One more point on structure.  Even proxy voting is costly to shareholders:  analyzing the issue up for a vote, the potentially varying points of view on that issue, formulating an opinion, and casting the ballot is a series of actions that requires nuanced determinations that may be beyond individual shareholders.  Even investment companies struggle.  Because they frequently compete on fees, are funds tempted to understaff proxy voting, or to outsource it to a proxy advisory firm?  Have we added a third layer of principal-agent issues?  Has it helped?

These are all questions that we need to be examining, and I hope today’s discussion can shed some light on at least some of them.

Turning from structure to market realities of the day:  Few companies are immune to activist pressures — as two of our distinguished panelists here today will no doubt discuss, activist owners can substantively influence the governance of the largest of companies.  And, increasingly, they are doing so.  Activism may be evolving, but it is not going away.  So it is more important than ever for shareholders to understand and evaluate activists’ long-term impact on companies and shareholder value.  In particular, to what extent do shareholder campaigns launched by activist investors create value for all shareholders?  What is the effect of these campaigns on long-term value?  To what extent does passive institutional ownership – and the involvement of proxy advisors – facilitate the growth in activist campaigns?  And activists themselves are not monolithic; they may themselves have different tactics or different time horizons that may lead to differential outcomes with respect to this range of questions.  Do activists take advantage of the imperfections in our system or do they smooth them?  I’ll give an answer — it’s probably both.
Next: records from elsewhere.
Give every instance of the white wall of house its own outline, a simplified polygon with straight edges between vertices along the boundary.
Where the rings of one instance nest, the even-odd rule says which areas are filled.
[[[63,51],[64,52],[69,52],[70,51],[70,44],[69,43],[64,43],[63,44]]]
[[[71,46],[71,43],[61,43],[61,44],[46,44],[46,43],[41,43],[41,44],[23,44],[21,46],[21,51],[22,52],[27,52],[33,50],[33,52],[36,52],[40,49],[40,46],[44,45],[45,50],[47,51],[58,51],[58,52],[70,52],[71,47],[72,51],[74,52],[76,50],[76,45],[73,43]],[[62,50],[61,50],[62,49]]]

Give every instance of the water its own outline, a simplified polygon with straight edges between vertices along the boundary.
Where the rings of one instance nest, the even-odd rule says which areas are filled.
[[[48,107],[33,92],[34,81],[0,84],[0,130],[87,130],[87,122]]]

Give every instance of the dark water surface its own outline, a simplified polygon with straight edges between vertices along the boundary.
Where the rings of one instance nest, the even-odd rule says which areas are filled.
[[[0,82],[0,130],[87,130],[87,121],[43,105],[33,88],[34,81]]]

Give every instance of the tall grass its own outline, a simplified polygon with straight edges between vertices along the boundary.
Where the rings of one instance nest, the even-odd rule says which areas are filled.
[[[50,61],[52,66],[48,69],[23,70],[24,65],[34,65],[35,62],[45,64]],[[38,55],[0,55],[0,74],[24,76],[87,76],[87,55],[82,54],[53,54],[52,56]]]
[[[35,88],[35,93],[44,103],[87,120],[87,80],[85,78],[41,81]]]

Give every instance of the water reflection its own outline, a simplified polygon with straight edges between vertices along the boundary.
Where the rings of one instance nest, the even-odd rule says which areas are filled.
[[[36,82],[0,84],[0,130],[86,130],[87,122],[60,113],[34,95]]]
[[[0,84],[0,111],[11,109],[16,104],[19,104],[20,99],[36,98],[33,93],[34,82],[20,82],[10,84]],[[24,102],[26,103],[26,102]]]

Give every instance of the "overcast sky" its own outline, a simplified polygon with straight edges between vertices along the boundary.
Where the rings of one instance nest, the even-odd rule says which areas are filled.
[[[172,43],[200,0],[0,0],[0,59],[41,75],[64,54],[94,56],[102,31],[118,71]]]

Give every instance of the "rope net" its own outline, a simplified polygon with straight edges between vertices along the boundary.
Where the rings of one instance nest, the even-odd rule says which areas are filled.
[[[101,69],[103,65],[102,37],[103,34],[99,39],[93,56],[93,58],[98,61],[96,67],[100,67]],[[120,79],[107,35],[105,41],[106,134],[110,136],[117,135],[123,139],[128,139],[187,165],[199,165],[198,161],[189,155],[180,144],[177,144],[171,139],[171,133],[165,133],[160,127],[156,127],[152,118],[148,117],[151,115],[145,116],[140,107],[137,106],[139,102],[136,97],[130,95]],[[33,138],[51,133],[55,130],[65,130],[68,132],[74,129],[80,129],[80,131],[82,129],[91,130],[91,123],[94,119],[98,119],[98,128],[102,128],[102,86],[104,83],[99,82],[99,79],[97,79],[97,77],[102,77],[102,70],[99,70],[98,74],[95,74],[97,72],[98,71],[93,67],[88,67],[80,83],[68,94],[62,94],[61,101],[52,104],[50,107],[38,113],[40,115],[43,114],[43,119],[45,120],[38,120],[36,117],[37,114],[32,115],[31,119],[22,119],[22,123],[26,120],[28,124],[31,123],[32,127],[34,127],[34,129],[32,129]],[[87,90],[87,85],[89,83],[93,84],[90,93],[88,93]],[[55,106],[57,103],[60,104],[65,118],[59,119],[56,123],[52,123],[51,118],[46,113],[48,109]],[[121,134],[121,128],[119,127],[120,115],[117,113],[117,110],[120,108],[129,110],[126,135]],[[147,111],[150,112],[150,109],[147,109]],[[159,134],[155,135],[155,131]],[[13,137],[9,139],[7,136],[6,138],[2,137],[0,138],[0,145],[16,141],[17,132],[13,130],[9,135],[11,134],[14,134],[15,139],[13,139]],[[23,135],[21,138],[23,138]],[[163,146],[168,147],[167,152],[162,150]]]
As we explore these issues, I want us to keep in mind a group of shareholders whose voices rarely have a place at the table: the Main Street Investor.  The engine of economic growth in this country depends significantly on the willingness of Main Street investors to put their hard-earned capital at risk in our markets over the long term.  If our system of corporate governance is not ensuring that the views and fundamental interests of these long-term retail investors are being protected, then we have a lot of work to do to make it so.

I look forward to hearing the discussions, analyses, and recommendations that will come out of today’s event.  Thank you all for agreeing to spend your time with us so that we can benefit from your insights. I wish you a day full of enjoyable and fruitful discussions.